Raqqa war die erste große Stadt, in der die Jihadisten die Macht übernahmen. Im Sommer 2013 verdrängte der IS, der sich damals noch Islamischer Staat im Irak und Shams (Großsyrien) nannte, alle anderen Rebellenfraktionen aus Raqqa. Das Regime in Damaskus sah der Ausbreitung des IS anfangs zu, denn die Jihadisten wandten sich in ihrem Drang nach Macht zunächst vor allem gegen andere Aufständische. 2014 setzte sich der IS im Nachbarland Irak an die Spitze eines Aufstands unzufriedener sunnitscher Stämme und Exanhänger des 2003 gestürzten Diktators Saddam Hussein. Im Juni 2014 übernahm der IS die nordirakische Millionenstadt Mossul, die zum wichtigsten Zentrum seines „Kalifats“ wurde.

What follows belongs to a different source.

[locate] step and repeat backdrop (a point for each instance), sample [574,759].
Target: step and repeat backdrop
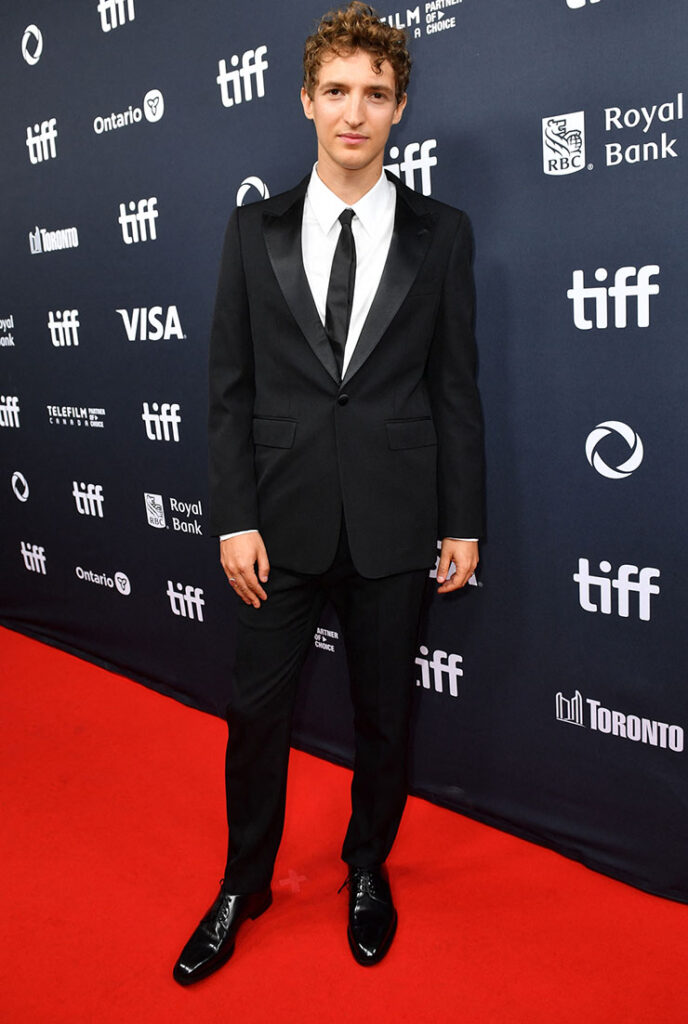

Fast genau drei Jahre später, im Juli 2017, beendeten Iraks Armee und schiitsche Milizen mit US-Luftunterstützung die IS-Herrschaft in Mossul. Im Westteil der Stadt richteten die Gefechte schwere Zerstörungen an.
Vor wenigen Tagen meldete die irakische Regierung auch die Rückeroberung der Stadt Tal Afar westlich von Mossul. Damit hat der IS im Irak nur noch die Gegend rund um die Stadt Hawija, etwas südwestlich von Kirkuk, und kaum bewohnte Gebiete an der Grenze zu Syrien unter seiner Kontrolle. Diese zum Teil wüstenhafte Gegend, die sich auch weit nach Syrien hinein erstreckt, dürfte zum letzten Rückzugsgebiet der IS-Kämpfer werden – dann, wenn die Extremisten bei Deir ez-Zor weiter zurückgedrängt werden und auch noch die letzten von ihnen kontrollierten Städte entlang des Flusses Euphrat verlieren.

Rückzug in den Untergrund

Militärisch ist der IS in Syrien und im Irak weitgehend am Ende. Sein pseudostaatliches Gebilde, über das er lang geherrscht hat, löst sich auf. Jetzt bricht die Phase an, in der seine verbliebenen Kader versuchen werden, erneut in den Untergrund abzutauchen – in abgelegene Dörfer oder in die Anonymität größerer Städte. Von dort werden sie ihren Kampf mit Terroranschlägen fortsetzen und warten, ob die ungelösten Probleme Syriens und des Irak erneut eine Chance zum politischen Aufstieg bieten.